Video by Iron Maiden
- Released: October 1984
- Recorded: August 1984
- Genre: Heavy metal
- Length: 30:00 (approx.)
- Label: PMI
- Director: Kenny Feuerman
- Producer: Kenny Feuerman; Martin Birch;

Iron Maiden chronology
| Video Pieces (1983) | Behind the Iron Curtain (1984) | Live After Death (1985) |

= Behind the Iron Curtain (video) =

Behind the Iron Curtain is a discontinued VHS/Beta/LaserDisc/VHD video by the English band Iron Maiden. The video features footage of the band on the road in Eastern Europe in 1984, performing concerts in Poland, Hungary, and Yugoslavia as part of the World Slavery Tour. The title refers to the fact that the band were touring inside the Iron Curtain (countries within the Eastern Bloc of the Soviet Union); unusual given the East bloc's separation from the West due to the then-ongoing Cold War. Aside from two promotional videos from the album Powerslave, the video also contains two live tracks and interviews with band members.

The video has no MPAA rating and has a running length of 30 minutes. An expanded 58 minute version of the documentary is included on disc 2 of the Live After Death DVD. This expanded version was broadcast by MTV in 1984 and was, until then, only available on several bootleg recordings. Analysis of the tracks revealed that the audio of the tracks on the original video differ from the audio of the expanded documentary on the DVD version.

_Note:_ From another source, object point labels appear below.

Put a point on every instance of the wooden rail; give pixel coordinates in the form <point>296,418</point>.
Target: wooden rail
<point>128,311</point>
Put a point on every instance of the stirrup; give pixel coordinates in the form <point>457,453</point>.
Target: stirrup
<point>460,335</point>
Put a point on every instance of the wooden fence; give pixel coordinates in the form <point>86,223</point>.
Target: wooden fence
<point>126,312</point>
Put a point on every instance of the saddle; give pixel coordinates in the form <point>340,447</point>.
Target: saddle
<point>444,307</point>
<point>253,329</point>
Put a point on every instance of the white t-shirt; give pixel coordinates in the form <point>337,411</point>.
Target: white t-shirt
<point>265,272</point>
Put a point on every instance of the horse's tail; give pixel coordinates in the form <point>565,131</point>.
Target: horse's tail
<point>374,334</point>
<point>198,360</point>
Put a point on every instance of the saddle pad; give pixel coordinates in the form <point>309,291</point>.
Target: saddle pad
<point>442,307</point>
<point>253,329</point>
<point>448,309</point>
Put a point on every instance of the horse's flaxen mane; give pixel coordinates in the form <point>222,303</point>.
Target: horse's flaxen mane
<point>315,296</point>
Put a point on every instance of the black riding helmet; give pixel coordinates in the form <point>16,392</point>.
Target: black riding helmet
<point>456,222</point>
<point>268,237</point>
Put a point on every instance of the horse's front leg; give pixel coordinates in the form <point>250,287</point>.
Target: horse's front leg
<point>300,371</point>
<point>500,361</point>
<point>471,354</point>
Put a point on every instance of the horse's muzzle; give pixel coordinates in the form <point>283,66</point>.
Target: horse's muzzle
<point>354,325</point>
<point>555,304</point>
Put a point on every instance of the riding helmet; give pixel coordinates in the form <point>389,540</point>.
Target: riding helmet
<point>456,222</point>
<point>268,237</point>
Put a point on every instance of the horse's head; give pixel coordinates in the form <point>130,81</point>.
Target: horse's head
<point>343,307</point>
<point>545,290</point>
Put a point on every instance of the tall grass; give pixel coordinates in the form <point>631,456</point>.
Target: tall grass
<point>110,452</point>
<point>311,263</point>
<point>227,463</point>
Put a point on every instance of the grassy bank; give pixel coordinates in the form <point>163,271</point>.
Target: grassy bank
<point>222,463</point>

The video was produced and directed by Kenneth Feuerman and edited by Norman H. Strassner.

Professional ratings
Review scores
| Source | Rating |
| AllMusic |  |

==Track listing==
===Original video version===
All tracks by Steve Harris except where noted.

The video also features a portion of the Deep Purple classic "Smoke on the Water" which Iron Maiden played at event manager Dorota Nawrocka and dentist Piotr Zmudzinski's wedding at the now-demolished Adria club in Poznań, Poland.

Songs
| No. | Title | Writer(s) | Original Release | Length |
|---|---|---|---|---|
| 1. | "2 Minutes to Midnight" (Promo Video) | Adrian Smith, Bruce Dickinson | 1984 ~ Powerslave |  |
| 2. | "Aces High" (Promo Video) |  | 1984 ~ Powerslave |  |
| 3. | "Hallowed Be Thy Name" (14 August 1984) |  | 1982 ~ The Number of the Beast |  |
| 4. | "Run to the Hills" (17 August 1984) |  | 1982 ~ The Number of the Beast |  |

===Expanded MTV documentary version===

Songs
| No. | Title | Writer(s) | Original Release | Length |
|---|---|---|---|---|
| 1. | "Aces High" (Unknown Date) |  | 1984 ~ Powerslave |  |
| 2. | "The Trooper" (11 August 1984) |  | 1983 ~ Piece of Mind |  |
| 3. | "22 Acacia Avenue" (Unknown Date) | Harris, Smith | 1982 ~ The Number of the Beast |  |
| 4. | "The Number of the Beast" (11 August 1984) |  | 1982 ~ The Number of the Beast |  |
| 5. | "Hallowed Be Thy Name" (11 August 1984) |  | 1982 ~ The Number of the Beast |  |
| 6. | "2 Minutes to Midnight" (17 August 1984) | Smith, Dickinson | 1984 ~ Powerslave |  |
| 7. | "Run to the Hills" (17 August 1984) |  | 1982 ~ The Number of the Beast |  |

== Personnel ==
- Bruce Dickinson – vocals
- Dave Murray – guitar
- Adrian Smith – guitar, backing vocals
- Steve Harris – bass, backing vocals
- Nicko McBrain – drums

==Certifications==

| Region | Certification | Certified units/sales |
| United States (RIAA) | Gold | 50,000^{^} |
^{^} Shipments figures based on certification alone.